Function with all derivatives $\infty$ at $0$.

Question

I was wondering if you could construct a infinitely differentiable function where every derivative is $\infty$ at $0$. I tried some ideas like bump-function but didn't really get anywhere. Does anyone has a idea?

Answer 1

Since infinity is not a number, this needs to be translated into limits to make sense.

Even then, there is an issue either side of $0$: if $f'(x) \to +\infty$ as $x \to 0$, then

• you might not be too surprised to see an example of $f''(x) \to +\infty$ as $x \to 0^-$, since $f'(x)$ must be increasing somewhere just below $0$, and of $f''(x) \to -\infty$ as $x \to 0^+$, since $f'(x)$ must be decreasing somewhere just above $0$;
• you would be surprised to see $f''(x) \to +\infty$ in both cases as $f'(x)$ cannot be increasing when it is already infinite.

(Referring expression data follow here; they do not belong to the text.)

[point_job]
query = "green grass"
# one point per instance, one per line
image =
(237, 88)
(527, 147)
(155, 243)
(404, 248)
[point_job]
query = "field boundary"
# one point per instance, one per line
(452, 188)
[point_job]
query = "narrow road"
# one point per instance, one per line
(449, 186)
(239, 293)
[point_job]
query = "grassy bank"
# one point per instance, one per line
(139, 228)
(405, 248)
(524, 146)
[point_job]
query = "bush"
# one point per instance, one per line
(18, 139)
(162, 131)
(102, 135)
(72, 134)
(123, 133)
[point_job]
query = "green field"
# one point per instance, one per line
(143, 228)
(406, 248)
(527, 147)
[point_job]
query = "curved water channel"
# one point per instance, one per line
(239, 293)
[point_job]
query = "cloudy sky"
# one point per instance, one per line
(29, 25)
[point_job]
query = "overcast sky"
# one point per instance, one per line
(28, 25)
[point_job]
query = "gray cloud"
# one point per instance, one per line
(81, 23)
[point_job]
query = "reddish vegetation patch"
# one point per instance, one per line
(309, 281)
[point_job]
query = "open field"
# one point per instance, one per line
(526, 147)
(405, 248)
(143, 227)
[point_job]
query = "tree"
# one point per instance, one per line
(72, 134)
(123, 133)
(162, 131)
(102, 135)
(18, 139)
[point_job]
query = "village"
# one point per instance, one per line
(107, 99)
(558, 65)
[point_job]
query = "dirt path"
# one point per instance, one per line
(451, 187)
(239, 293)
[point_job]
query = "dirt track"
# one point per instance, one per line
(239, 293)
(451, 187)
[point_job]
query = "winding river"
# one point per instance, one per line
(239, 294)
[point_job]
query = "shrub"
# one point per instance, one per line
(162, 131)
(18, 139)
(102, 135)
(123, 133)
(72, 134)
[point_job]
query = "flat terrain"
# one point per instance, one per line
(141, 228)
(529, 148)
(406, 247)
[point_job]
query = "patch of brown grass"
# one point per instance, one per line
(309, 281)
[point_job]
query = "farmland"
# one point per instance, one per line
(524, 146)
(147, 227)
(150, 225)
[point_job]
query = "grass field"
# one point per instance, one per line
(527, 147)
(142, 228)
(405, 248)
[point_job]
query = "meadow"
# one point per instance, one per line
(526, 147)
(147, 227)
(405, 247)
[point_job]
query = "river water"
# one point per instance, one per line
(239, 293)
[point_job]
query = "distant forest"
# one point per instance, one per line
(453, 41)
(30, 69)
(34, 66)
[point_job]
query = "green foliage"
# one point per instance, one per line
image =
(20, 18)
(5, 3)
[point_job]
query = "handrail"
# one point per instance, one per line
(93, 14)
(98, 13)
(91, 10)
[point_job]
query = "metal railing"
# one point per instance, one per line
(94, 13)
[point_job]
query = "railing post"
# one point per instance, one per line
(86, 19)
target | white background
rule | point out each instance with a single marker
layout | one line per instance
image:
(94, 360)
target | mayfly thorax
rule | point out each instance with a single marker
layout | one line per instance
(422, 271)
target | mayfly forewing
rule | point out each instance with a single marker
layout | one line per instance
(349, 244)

If you do not care about the sign of the infinite derivative then you could try something like $$f(x)=x^{1/3}$$ when $x\not =0$ and $f(0)=0$, using real cube roots of negative numbers. It has derivatives $$f^{(n)}(x)=\frac{(-1)^{n-1}}{\left(x^{1/3}\right)^{3n-1}}\prod\limits_{k=1}^n \left(k-\frac13\right)$$ with the limit of the absolute $n$th derivative being $$\lim\limits_{x \to 0} \left|f^{(n)}(x)\right|=\infty$$ for any positive integer $n$, and both for all the odd derivatives and for negative $x$ and even derivatives you have $\lim\limits_{x \to 0}f^{(n)}(x)=+\infty$.